Uno studio espone le conseguenze negative di alcune tecniche di geoingegneria

Un altro studio mette in guardia sulla pericolosità degli effetti della geoingegneria, ovvero la manipolazione dei processi ambientali attraverso diverse tecniche: riflessione della luce solare dallo spazio, aggiunta di calce negli oceani, rilascio di sostanze chimiche nell’atmosfera e vaste irrigazioni nei deserti per consentire la crescita di alberi. Tutte queste strategie hanno come scopo quello di controllare l’emissione di carbonio continuando a produrre energia a basso costo.

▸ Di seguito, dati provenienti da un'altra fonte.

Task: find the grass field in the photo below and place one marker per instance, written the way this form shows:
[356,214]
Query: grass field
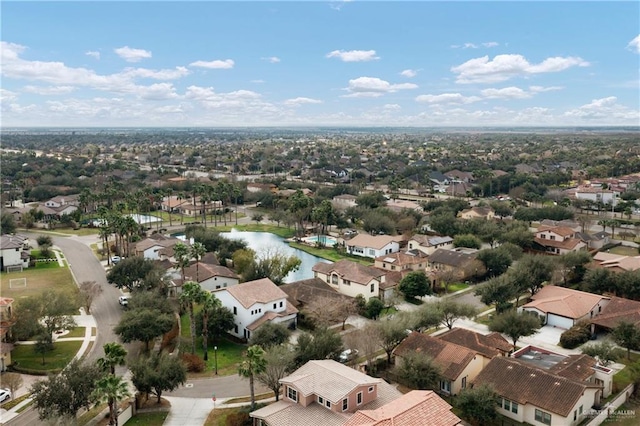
[38,280]
[24,356]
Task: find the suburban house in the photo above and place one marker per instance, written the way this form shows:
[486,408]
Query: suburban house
[428,244]
[477,213]
[327,393]
[558,240]
[211,277]
[617,310]
[254,303]
[459,263]
[616,262]
[6,315]
[350,278]
[563,307]
[373,246]
[412,260]
[458,365]
[488,345]
[14,251]
[533,395]
[423,408]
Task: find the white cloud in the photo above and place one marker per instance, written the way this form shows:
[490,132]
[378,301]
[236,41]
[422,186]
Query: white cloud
[217,64]
[301,101]
[94,54]
[374,87]
[130,54]
[504,67]
[634,45]
[354,55]
[447,98]
[51,90]
[409,73]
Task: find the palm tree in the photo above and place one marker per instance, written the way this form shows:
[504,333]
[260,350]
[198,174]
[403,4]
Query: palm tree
[197,251]
[191,293]
[111,389]
[209,301]
[253,364]
[114,354]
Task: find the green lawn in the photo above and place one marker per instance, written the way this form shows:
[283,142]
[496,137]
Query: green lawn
[148,419]
[24,356]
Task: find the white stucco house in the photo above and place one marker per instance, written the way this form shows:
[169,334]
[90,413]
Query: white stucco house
[254,303]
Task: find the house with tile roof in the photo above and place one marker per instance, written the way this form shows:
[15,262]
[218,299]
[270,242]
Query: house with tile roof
[415,408]
[557,240]
[534,395]
[254,303]
[350,278]
[564,307]
[373,246]
[327,393]
[488,345]
[429,243]
[458,365]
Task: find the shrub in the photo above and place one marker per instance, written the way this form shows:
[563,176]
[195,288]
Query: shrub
[193,362]
[575,336]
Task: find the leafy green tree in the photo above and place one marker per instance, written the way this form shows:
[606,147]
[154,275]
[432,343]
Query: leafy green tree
[418,371]
[253,365]
[270,334]
[61,395]
[515,325]
[478,404]
[280,361]
[111,389]
[627,335]
[415,284]
[157,373]
[114,354]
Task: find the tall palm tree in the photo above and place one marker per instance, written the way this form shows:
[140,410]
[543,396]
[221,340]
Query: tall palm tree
[191,293]
[111,389]
[114,354]
[253,364]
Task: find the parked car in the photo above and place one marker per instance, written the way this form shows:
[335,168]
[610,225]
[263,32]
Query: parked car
[5,394]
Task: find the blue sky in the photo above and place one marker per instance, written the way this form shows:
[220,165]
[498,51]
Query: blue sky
[320,63]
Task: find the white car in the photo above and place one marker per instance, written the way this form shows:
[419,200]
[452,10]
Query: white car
[5,394]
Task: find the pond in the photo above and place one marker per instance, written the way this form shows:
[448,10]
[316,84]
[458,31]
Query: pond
[260,241]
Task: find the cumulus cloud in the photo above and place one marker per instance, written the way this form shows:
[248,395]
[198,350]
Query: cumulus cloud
[409,73]
[354,55]
[447,98]
[217,64]
[94,54]
[634,45]
[130,54]
[374,87]
[504,67]
[301,101]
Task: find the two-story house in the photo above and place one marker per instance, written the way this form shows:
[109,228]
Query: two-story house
[557,240]
[350,278]
[373,246]
[458,365]
[14,251]
[255,302]
[564,307]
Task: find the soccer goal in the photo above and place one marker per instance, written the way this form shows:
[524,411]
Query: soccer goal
[18,283]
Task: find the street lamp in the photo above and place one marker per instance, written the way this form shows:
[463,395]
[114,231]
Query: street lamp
[215,356]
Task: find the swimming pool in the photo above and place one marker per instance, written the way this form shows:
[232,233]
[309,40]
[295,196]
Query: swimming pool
[324,239]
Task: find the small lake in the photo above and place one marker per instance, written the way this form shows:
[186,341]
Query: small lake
[260,241]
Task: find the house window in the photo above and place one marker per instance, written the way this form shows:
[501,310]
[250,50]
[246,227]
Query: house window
[542,417]
[292,394]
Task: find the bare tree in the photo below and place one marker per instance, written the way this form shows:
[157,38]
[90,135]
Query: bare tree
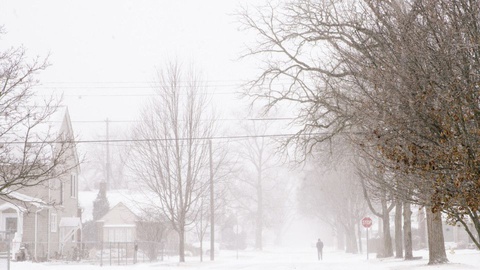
[257,182]
[170,156]
[385,68]
[332,193]
[33,151]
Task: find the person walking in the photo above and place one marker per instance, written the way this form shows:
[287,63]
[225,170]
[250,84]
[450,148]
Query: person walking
[320,249]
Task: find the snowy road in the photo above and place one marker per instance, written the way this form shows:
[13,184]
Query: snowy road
[280,259]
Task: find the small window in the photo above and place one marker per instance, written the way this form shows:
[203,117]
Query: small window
[53,222]
[61,192]
[73,185]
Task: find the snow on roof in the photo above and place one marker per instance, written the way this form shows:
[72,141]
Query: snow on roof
[25,198]
[70,222]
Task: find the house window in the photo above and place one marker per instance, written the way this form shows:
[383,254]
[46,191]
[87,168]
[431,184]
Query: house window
[73,185]
[119,234]
[53,222]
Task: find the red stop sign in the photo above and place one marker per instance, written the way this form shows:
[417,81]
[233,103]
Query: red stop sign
[367,222]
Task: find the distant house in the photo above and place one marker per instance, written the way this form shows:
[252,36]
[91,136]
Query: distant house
[119,224]
[47,222]
[127,224]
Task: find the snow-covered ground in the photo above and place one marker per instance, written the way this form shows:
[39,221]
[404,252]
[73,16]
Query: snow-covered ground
[280,259]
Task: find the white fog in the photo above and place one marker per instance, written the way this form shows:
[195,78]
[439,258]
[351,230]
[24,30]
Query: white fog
[234,134]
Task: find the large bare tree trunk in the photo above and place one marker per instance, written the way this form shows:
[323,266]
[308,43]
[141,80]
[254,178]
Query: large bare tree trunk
[181,246]
[398,229]
[407,231]
[259,223]
[351,239]
[436,242]
[359,232]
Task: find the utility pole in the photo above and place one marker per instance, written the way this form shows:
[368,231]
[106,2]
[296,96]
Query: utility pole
[212,207]
[108,155]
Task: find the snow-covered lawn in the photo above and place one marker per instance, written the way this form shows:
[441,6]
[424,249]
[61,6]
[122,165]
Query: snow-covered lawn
[280,259]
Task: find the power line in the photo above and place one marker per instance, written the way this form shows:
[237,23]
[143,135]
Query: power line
[216,138]
[220,119]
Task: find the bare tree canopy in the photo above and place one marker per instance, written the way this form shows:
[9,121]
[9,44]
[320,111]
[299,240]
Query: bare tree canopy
[33,150]
[171,155]
[382,72]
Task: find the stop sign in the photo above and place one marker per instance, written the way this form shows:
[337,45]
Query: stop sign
[367,222]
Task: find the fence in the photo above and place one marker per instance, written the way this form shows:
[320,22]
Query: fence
[105,253]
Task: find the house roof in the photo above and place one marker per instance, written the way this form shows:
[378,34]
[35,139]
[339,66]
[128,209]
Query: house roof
[28,199]
[70,222]
[134,201]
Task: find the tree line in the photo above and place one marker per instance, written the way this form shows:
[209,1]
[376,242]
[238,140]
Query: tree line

Immagine da www.washingtonpost.com

Alcuni ricercatori del GEOMAR Helmholtz Centre for Ocean Research hanno utilizzato dei software per testare i potenziali vantaggi e svantaggi di ben cinque diverse tecniche di geoingegneria. Il loro studio suggerisce che anche attraverso la combinazione di diverse tecniche, la geoingegneria non sarebbe in grado, entro il 2100, di prevenire l’aumento delle temperature medie oltre i 2° C rispetto alle temperature attuali. Il dottor David Keller della GEOMAR Helmholtz Centre for Ocean Research ha dichiarato: “Le conseguenze a lungo termine e gli effetti collaterali di questi metodi non sono stati adeguatamente studiati“. Ecco alcune tecniche di geoingegneria con le relative conseguenze negative:

  • Rimboschimento: consiste nell’irrigare deserti per poi piantare milioni di alberi che possano assorbire l’anidride carbonica. Tuttavia, tale tecnica potrebbe permettere alle piante di assorbire la luce solare che attualmente i deserti riflettono nello spazio, contribuendo quindi al riscaldamento globale.
  • Risalita artificiale delle acque oceaniche: ingegneri hanno adottato lunghi tubi per pompare acqua fredda ricca di nutrienti per raffreddare le acque superficiali. Se questo processo non venisse mai fermato, il calore delle acque oceaniche potrebbero essere riequilibrato cambiando rapidamente il clima.
  • Alcalinizzazione dell’oceano: ammucchiare la calce in mare per aumentare chimicamente l’assorbimento di anidride carbonica. Lo studio suggerisce che questa tecnica avrebbe poca utilità nel ridurre le temperature globali.
  • Fertilizzazione dell’oceano con ferro: il metodo prevede il versamento di ferro nell’oceano per aumentare la produzione di organismi fotosintetici in grado di assorbire anidride carbonica. Anche questa tecnica, secondo lo studio, sarebbe poco utile.
  • Gestione della radiazione solare: ridurre la quantità di luce solare che la Terra riceve, creando nell’atmosfera delle nuvole composte da solfato aventi capacità riflettenti. Ma in questo modo l’anidride carbonica si accumulerebbe lo stesso nell’atmosfera.
I dati più preoccupanti riguardano gli effetti collaterali che potrebbero causare tali tecniche. Ad esempio, la fertilizzazione dell’oceano permetterebbe al plancton di rimuovere l’anidride carbonica, ma anche di cambiare le misure delle zone minime di ossigeno, importantissimo per l’intero ecosistema.
Insomma, questo studio ci dice che bisogna fare molta attenzione e di non essere superficiali quando si interagisce a questi livelli con l’ambiente: ogni passo falso si ritorcerebbe contro di noi e quindi, invece di risolvere un problema, ne creiamo molti altri ancora.